In the short term, we have taken the following steps to mitigate:
  • An efficient token sale will help ensure that distribution is widespread, making it harder for any single actor to control a large portion of tokens.
  • We may deploy reserves (in fiat or in tokens) to help dampen volatility in secondary markets.
  • Our researchers will publish detailed guides on our token’s historical and predicted volatility. This will aid margin syndicates in properly pricing volatility.
What if the settlement prices on your system are wrong? Do traders have any recourse?
Yes, they do. As veteran traders, we have seen many instances where exchange prices are incorrect or trades have been broken by exchanges due to volatility. While some of these cases are due to exchange error, others are subject to interpretation. Asking "when is a price wrong?" is, in fact, not a straightforward question to answer.
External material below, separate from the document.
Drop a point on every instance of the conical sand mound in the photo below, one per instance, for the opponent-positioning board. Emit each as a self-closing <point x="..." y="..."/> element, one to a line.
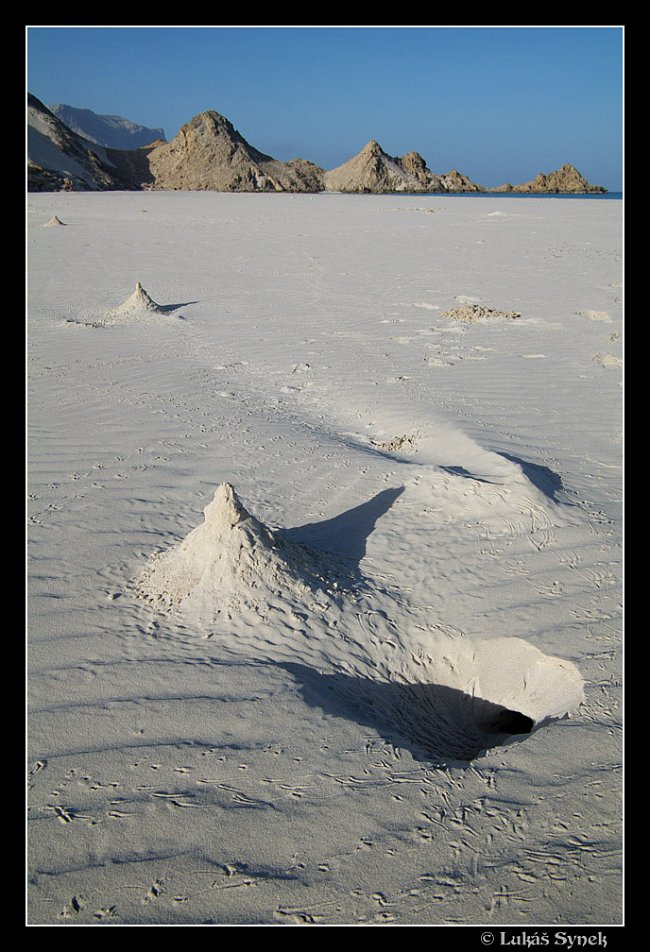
<point x="230" y="561"/>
Traders want to know that they are protected from glitches, but have recourse against subjectivity. We designed our system accordingly, and have an arbitration procedure which we expound upon in our whitepaper. This part of our system is still in its early stages and we welcome suggestions.
How will your system address common manipulative trading activities like spoofing, marking the close, or self-trade?
We believe our platform has been constructed to prevent many manipulative activities by design.

Spoofing refers to the practice of sending orders with the intention of fooling the market with disingenuous orders. A manipulative seller may, for instance, send a large number of dishonest buy orders, hoping to drive up the price of a market so he can sell at a local maximum, then cancel the buy orders afterwards.
Spoofing is nowadays very difficult to detect, even for seasoned regulators. Recent versions of this activity, from this author’s experience, can be quite layered: spoofers who want to sell may place buy orders in correlated securities, or even execute small buys at a loss, in order to trick other market participants.
Our system does a good job of protecting against spoofing because it only employs call auctions with random crossing times. Since the crossing time is not known in advance, a spoofer can more easily execute large amounts of orders inadvertently, in amounts likely enough to deter the practice. By de-emphasizing speed, we also make cancels less reliable, making dishonest orders even harder to pull out before executing.
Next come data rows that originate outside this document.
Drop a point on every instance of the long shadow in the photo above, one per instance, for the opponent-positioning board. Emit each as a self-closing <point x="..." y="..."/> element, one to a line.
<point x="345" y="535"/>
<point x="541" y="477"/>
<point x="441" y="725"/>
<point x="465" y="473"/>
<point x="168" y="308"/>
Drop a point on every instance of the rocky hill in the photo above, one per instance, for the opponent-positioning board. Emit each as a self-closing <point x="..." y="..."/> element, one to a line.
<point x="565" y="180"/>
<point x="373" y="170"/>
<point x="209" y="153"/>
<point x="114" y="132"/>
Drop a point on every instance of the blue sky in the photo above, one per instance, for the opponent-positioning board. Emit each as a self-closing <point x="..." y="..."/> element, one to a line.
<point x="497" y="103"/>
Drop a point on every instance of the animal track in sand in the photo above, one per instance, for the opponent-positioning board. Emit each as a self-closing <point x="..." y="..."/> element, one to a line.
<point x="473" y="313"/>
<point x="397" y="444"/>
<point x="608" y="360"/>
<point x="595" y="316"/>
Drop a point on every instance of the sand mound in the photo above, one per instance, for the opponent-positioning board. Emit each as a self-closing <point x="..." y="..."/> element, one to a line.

Marking the close is when a trader places a large number of orders near the cross, hoping to set the closing price of a security.
This is something that our system can address in a few ways. Matching engines will be able to set price limits such that large moves right before a cross can extend the auction period. Arbitration procedures may be raised, and crosses compared against other markets. Finally, the fact that we have fewer but larger auctions will concentrate liquidity, making it more difficult to overwhelm.

Self trading is an activity where manipulators trade with themselves, artificially driving up volumes. This causes other traders to believe that a market is busier than it really is. This is forbidden in futures markets, but happens pretty commonly anyway -- up to 15% in some periods.
This is difficult to prevent due to the decentralized aspect of our system. While the matching engine can easily be programmed to prevent self-trades originating from the same account, malicious traders can spread their coins throughout multiple accounts which cannot be linked.
We are considering a few solutions which will be announced soon. You are welcome to drop by our Telegram channel to discuss.
Other Questions
It is our every intention to be forthright and transparent with the community regarding the design, advantages, and even shortcomings of our system. We welcome suggestions, praise, and even complaints.

If you have other questions which are unanswered by this faq or our whitepaper, please send us an email, drop by our subreddit, or stop by our Telegram channel. If your question is a particularly good one, you'll likely see it included on this page as well!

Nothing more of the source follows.